Over one million lights twinkle at The Lights of Christmas in Warm Beach, WA. Having seen a number of places tout the one million number this year, I have to assume that one million is the “stop counting” point for everyone. What I don’t know is how anyone can bill themselves as the largest light display if everyone sort of throws up their hands after the one million mark. I need to know which is actually the biggest without doing any tedious counting myself. I must see the best, the biggest! GIVE ME YOUR DATA!
Ahem. It’s hard not to feel the holiday spirit when the night blazes bright around you, strains of music hang in the air, and all around is your fellow man filled with wonder and delight. We buy a grease-spotted paper bag filled with piping hot doughnuts crusted with cinnamon sugar and kiss the sugar off each other’s lips. A choir sings carols, conducted by a woman whose elaborate arm and body movements look like nothing so much as airbending. Children labor as “elves” in a real workshop, and if you have cash, you can hang their fruits on your tree.
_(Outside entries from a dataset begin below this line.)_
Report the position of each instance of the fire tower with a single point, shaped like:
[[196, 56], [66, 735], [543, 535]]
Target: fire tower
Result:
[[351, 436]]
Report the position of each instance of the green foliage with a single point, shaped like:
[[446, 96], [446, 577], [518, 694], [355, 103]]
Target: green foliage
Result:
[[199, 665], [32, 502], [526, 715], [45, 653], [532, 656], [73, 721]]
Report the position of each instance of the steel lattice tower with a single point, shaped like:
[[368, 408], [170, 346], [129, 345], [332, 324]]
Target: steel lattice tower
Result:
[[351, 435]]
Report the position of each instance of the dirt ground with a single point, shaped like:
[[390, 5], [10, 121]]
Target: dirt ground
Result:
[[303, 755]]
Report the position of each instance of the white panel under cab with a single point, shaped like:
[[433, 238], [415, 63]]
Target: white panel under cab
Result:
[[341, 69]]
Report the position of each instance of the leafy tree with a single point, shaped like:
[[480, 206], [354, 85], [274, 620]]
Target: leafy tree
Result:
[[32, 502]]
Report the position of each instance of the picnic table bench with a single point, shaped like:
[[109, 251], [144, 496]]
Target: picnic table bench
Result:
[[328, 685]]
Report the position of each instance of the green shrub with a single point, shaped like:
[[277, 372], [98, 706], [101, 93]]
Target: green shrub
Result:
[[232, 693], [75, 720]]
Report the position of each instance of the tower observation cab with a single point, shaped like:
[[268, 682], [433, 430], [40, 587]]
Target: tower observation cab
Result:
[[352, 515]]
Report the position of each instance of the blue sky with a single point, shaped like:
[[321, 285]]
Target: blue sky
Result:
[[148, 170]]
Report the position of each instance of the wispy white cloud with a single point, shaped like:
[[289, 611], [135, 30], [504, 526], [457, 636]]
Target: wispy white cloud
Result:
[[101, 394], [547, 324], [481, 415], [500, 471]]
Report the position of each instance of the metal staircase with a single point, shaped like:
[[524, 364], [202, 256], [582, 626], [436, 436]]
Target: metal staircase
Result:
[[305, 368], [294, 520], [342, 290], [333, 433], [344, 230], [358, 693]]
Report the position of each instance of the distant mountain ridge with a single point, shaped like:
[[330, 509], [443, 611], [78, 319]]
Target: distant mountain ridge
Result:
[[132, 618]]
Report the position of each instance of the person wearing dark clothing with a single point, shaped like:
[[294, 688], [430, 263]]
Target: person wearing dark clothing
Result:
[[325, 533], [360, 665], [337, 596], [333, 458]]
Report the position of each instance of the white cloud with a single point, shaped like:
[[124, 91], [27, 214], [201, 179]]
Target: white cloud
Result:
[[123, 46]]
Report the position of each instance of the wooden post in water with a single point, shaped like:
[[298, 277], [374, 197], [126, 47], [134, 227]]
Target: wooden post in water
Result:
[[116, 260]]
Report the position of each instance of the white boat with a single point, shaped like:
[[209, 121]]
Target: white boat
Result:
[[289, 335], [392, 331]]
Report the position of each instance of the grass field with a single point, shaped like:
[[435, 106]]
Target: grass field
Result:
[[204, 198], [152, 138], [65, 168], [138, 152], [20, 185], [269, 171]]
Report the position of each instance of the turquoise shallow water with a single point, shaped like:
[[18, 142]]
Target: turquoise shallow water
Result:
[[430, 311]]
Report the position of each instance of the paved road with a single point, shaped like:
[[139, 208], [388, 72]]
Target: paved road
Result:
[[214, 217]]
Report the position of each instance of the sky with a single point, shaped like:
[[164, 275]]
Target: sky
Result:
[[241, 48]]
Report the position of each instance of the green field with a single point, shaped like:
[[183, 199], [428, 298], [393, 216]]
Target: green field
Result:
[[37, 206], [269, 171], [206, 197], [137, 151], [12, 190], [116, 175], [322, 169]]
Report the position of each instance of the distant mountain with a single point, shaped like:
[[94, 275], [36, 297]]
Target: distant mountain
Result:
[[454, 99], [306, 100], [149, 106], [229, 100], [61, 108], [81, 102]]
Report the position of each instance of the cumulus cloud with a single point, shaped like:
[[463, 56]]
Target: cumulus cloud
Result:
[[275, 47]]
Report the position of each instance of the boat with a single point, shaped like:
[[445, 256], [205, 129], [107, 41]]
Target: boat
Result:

One eyes me suspiciously as I take photographs. A gift shop hawks Santa-themed wares, including some cheerily painted on gourds. Trees shine so brightly that I have to turn away, dazzled, as the image hangs on my retinas. It’s a festive sort of pain.
One of the attractions at The Lights of Christmas is Bruce the Spruce, their talking Christmas tree. You may not know this, but approximately 98% of your time waiting in line to talk to a tree is spent panicking about what in the hell you could possibly say to a talking tree, and this panic is exacerbated when you overhear him asking other people to tell him a joke. Immediately, you will forget every joke you’ve ever heard, except for the ones that are entirely inappropriate to tell around children, and even then, you’ll only recall scraps of the lamest vaguely dirty Dad jokes, all the while moving ever closer to the front of the line. When my turn arrives, I manage to squeak out a question about whether he was the only talking tree and if he was “pining away” for friends, to which he responded with no fewer than three puns in a row, including bidding me farewell with “Cedar later!” I felt a deep and abiding shame that I had been beaten at wordplay by a tree, and spent the rest of the night constructing ever more contrived puns and sad jokes. Why shouldn’t you be afraid of a talking tree? Because his bark is worse than his bite. What did the talking tree do after he said his first word? Take a bough. What did the talking tree do after he was getting too big for his beeches? He went back to his roots. Why doesn’t a lumberjack make a good bedmate for a talking tree? He spends all night sawing logs. What does a talking tree wear to Warm Beach? His swimming trunk. What’s a talking tree’s best friend? A dogwood. …There were more. So very many more. I stopped counting at one million.
I snorted laughing at the tree puns. I would probably have not done even as well as you did if I had to come up with a joke for a talking tree on the spot!
I can usually strike up a conversation with anyone, but for some reason a talking tree is the exception to that rule!